22 June 2017

Europe is more divided than Brussels would have you believe

By

Europe has its swagger back. The eurozone seems to be putting its economic woes behind it. Emmanuel Macron has just won a legislative landslide to accompany his triumph in France’s presidential election. Populist insurgencies, including those by the PVV in the Netherlands, the AfD in Germany and the Front National in France, seem to be fizzling out. And Theresa May’s electoral humiliation has emboldened Michel Barnier and his team just as the Brexit negotiations finally begin.

The result of all of this is a bullish mood in Brussels. Even a sense in some corners that the challenges the EU faces – not least Brexit, which was initially painted as a devastating blow to the European Project – has inspired a level of continental unity that has been absent for years.

But is Europe really that united?

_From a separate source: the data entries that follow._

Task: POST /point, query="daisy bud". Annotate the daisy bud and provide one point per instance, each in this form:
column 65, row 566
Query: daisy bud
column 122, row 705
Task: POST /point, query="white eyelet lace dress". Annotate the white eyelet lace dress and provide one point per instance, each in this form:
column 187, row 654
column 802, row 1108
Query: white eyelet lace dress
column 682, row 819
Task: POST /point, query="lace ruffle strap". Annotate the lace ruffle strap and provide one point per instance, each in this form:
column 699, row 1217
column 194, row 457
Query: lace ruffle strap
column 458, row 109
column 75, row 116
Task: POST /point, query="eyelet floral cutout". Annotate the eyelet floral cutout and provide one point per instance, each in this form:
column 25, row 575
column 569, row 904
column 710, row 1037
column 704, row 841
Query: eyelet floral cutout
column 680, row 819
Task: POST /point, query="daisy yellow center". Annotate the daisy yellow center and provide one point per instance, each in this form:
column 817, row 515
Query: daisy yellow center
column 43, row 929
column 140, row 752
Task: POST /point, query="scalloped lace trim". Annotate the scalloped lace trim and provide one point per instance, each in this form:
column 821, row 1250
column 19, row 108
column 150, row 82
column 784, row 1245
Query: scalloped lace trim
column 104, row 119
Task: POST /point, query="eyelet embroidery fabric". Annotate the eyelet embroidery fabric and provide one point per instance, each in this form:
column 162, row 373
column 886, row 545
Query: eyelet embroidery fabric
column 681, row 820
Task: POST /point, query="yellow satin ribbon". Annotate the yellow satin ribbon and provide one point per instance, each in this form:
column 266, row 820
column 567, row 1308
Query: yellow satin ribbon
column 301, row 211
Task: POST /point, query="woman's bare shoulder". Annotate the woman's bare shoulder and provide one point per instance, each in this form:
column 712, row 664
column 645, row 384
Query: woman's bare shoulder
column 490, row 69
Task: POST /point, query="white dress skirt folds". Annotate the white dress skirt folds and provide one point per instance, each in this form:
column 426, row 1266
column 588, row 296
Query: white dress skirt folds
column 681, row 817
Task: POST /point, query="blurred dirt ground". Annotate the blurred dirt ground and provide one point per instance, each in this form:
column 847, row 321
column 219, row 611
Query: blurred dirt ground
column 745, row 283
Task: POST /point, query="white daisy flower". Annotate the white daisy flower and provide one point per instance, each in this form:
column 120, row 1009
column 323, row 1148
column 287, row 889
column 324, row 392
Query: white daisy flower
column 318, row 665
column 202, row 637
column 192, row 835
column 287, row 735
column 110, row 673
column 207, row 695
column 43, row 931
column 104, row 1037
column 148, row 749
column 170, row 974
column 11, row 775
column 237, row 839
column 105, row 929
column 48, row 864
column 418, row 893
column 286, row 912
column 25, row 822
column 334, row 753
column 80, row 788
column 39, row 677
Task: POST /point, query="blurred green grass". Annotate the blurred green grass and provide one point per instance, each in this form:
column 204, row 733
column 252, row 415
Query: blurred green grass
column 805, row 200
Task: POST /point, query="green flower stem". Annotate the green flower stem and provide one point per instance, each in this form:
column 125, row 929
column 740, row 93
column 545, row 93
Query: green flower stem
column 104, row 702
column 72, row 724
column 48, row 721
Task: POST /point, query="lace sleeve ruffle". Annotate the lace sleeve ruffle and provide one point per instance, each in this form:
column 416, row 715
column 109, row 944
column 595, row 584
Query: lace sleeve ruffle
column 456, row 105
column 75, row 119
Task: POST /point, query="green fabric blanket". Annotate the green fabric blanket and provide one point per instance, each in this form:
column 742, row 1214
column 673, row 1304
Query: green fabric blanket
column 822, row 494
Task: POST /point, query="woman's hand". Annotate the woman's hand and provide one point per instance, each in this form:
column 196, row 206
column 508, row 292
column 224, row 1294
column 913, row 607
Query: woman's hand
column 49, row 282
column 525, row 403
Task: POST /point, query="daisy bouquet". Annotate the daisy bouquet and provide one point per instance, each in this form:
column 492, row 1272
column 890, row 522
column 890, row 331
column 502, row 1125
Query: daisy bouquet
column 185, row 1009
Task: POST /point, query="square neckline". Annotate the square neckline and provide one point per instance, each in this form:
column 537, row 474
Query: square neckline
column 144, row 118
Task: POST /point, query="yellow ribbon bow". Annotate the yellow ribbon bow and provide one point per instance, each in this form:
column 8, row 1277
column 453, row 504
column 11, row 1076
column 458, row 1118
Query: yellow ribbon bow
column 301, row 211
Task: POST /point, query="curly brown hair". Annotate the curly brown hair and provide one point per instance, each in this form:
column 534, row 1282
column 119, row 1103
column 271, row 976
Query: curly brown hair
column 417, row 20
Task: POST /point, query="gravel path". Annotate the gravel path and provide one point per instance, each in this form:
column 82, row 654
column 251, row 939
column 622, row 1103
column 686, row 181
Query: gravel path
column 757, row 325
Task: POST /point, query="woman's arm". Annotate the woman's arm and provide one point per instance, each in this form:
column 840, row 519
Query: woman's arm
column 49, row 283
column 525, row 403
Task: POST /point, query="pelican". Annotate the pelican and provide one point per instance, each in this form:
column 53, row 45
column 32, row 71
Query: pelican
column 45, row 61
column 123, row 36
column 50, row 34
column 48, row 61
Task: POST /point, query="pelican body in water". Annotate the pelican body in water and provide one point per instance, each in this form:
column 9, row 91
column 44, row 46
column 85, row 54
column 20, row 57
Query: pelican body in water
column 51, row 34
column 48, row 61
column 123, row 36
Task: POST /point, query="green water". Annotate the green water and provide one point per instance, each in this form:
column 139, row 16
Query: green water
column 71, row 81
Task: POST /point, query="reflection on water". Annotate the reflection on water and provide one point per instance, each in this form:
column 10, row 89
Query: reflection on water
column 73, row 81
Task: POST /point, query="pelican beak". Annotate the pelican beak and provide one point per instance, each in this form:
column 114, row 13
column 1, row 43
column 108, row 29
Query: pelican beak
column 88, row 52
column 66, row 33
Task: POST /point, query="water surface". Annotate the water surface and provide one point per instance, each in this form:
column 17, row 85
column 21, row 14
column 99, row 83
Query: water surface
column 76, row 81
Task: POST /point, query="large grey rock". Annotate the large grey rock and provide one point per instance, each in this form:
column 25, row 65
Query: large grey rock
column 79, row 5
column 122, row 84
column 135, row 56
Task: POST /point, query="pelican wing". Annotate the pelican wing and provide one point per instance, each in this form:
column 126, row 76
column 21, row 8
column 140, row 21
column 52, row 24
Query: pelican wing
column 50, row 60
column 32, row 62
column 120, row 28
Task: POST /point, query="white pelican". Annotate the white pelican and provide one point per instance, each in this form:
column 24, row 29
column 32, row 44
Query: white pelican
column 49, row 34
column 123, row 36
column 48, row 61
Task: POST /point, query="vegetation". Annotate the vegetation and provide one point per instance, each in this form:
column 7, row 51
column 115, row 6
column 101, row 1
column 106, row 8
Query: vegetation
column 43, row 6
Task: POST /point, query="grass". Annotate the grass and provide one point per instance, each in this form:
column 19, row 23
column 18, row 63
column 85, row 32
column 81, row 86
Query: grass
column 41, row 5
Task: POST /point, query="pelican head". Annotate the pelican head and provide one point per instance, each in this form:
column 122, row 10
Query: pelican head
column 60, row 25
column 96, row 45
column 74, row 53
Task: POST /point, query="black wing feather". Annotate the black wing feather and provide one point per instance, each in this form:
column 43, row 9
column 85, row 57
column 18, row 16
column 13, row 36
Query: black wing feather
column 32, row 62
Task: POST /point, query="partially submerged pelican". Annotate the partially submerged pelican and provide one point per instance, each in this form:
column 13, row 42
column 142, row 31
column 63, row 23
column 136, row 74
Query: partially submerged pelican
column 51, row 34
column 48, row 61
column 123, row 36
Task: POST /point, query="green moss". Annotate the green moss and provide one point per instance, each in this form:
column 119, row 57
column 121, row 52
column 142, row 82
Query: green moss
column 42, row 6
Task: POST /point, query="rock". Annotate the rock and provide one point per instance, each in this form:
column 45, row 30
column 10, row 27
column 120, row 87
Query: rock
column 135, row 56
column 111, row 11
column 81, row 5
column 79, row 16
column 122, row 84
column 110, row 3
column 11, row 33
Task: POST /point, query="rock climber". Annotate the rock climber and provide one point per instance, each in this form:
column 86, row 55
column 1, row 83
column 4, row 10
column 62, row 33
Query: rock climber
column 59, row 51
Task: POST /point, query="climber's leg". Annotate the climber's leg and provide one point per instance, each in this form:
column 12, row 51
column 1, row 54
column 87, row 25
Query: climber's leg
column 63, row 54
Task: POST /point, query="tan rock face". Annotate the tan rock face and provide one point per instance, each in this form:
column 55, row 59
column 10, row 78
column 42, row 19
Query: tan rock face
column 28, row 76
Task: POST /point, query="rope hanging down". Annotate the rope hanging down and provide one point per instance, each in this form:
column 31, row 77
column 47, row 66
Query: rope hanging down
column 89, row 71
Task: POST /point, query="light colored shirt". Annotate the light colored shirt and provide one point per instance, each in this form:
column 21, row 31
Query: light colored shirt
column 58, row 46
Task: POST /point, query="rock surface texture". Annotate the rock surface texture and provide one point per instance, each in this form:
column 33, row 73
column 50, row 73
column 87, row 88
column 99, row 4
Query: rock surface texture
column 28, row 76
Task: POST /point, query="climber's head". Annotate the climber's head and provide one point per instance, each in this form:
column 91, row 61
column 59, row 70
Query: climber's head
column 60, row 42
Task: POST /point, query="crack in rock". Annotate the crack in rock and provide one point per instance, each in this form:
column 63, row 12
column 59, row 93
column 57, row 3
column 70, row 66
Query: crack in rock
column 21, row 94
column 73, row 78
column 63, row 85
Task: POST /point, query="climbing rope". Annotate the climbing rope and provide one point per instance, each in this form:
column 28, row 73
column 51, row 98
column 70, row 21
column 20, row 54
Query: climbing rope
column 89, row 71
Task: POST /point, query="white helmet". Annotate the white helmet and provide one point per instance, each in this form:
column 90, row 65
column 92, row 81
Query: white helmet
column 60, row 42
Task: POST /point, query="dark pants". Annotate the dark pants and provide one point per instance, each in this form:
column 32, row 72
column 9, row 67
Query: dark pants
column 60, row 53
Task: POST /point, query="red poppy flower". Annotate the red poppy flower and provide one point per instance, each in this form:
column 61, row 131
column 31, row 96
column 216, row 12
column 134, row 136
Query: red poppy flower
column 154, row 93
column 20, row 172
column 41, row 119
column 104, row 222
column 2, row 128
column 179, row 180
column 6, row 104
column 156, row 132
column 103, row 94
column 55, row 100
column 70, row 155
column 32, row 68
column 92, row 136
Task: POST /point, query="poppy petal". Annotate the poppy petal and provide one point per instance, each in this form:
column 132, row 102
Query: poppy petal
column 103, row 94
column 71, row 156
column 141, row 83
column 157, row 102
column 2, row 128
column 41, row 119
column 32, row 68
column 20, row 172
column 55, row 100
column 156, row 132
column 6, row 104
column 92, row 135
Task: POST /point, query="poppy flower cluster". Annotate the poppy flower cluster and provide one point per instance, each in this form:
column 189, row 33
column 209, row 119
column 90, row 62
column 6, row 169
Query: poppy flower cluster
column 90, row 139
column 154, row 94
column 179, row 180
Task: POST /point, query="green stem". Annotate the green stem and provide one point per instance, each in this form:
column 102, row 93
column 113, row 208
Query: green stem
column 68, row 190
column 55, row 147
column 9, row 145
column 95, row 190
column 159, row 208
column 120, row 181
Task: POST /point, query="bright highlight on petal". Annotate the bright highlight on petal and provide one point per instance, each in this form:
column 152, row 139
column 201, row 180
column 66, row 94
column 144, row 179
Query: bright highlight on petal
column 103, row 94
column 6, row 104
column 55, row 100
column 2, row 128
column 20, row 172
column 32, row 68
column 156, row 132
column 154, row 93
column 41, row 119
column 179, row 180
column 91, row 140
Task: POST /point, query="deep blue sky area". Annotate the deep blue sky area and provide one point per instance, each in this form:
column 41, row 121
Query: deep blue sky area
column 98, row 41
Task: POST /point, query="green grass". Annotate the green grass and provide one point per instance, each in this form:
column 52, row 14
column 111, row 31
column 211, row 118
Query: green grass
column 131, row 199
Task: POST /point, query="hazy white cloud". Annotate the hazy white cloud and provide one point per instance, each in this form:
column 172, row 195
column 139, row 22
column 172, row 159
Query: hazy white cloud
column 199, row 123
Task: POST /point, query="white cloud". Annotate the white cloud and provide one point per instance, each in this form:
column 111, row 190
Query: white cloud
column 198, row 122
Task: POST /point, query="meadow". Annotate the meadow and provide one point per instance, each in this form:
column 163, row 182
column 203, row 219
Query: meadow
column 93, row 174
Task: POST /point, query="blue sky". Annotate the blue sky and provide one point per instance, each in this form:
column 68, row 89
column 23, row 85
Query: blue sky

A detailed answer comes in the form of a Chatham House report, published this week, which looks at the attitudes of the European public and elites.

The Future of Europe, by Thomas Raines, Matthew Goodwin and David Cutts, is a reminder that even though the EU has managed to avert disaster lately, there are whopping great questions about its future – and all too little consensus on what the answers to them should be.

Based on polling 10,000 members of the public and 1,800 members of Europe’s “elite” – politicians, businesspeople and journalists – across 10 member states, the report finds three main problems. The gap between Europe’s elites and the public; the growing and increasingly entrenched division within the public between liberals and authoritarians; and the utter lack of consensus among the elites over what direction the EU should be heading in.

In terms of the first problem, the elites and the public don’t just disagree over this or that policy. Only 34 per cent of the public feel they have benefited from their country being part of the EU, compared to 71 per cent of the elite. Most voters think things were better 20 years ago. The elite disagree.

When it comes to the divisions within the public, voters are increasingly clustered at either end of a liberal-authoritarian spectrum – with their views on the European Union tied closely to their position. That means that Europe (like Britain) is split between two increasingly distant and increasingly hostile political tribes.

Of course, this disunity can be overplayed. It would be odd if there weren’t disagreements within any polity over difficult decisions. The European Project can still draw on a well of cross-border solidarity: half of the public think richer member states should provide support for poorer ones, while only 18 per cent disagree. (Though voters in countries such as Germany doubtless have trenchant views on how extensive that support should be.)

Similarly, when asked about their European identity, 56 per cent of the public and 68 per cent of the elite said they feel either “very” or “quite” proud of being European.

But the wider problem is that there isn’t anything close to consensus among the elites as to the direction Europe should take.

We in Britain tend to believe the EU is inexorably turning into a super-state – and there are certainly those within Brussels and outside it who have devoted themselves to that goal (France’s new president, for example, can’t get enough of federalism).

But even among Europe’s elites, there isn’t any consensus for this. On the contrary, they are divided in a way that all but guarantees inaction: 37 per cent think the EU needs more powers, 31 per cent think some powers should be returned to member states, and 28 per cent support the status quo.

These dividing lines don’t just run along borders. They cut through every level of European society. And they are especially important at a time when the EU faces a long list of threats. One of the report’s most striking findings is that, according to Europe’s elites, Brexit doesn’t even make the top 10.

From a British perspective, the report is also a reminder of just how imperfect both options were in the EU referendum a year ago. In the intervening 52 weeks, we have been reminded time and again of just how risky a decision the Leave vote was.  What is forgotten – and what this report inadvertently makes clear – is just how unsatisfactory the alternative would have been.

Remaining would have meant the British people casting their lot in with other electorates whose attitudes to the EU – and further integration – they were fundamentally at odds with. When asked whether the EU should become a United States of Europe with a central government, 40 per cent of the elite and 30 per cent of the public agreed. And yes, as the graph below shows, more people disagree than agree with that statement. But that is still a very different situation from in Britain.

In other words, if we’d voted to Remain, we might have found ourselves proceeding down the road towards a federal Europe. Or we might have found ourselves members of an organisation that frequently seems paralysed in the face of the challenges facing it.

As for both the people and the elites of Europe itself, it might seem like the EU has rediscovered its strength and stability. But tackling the obstacles that lie ahead will require more original ideas than are currently in evidence – as well as political leadership that can bridge the divides which this report lays bare.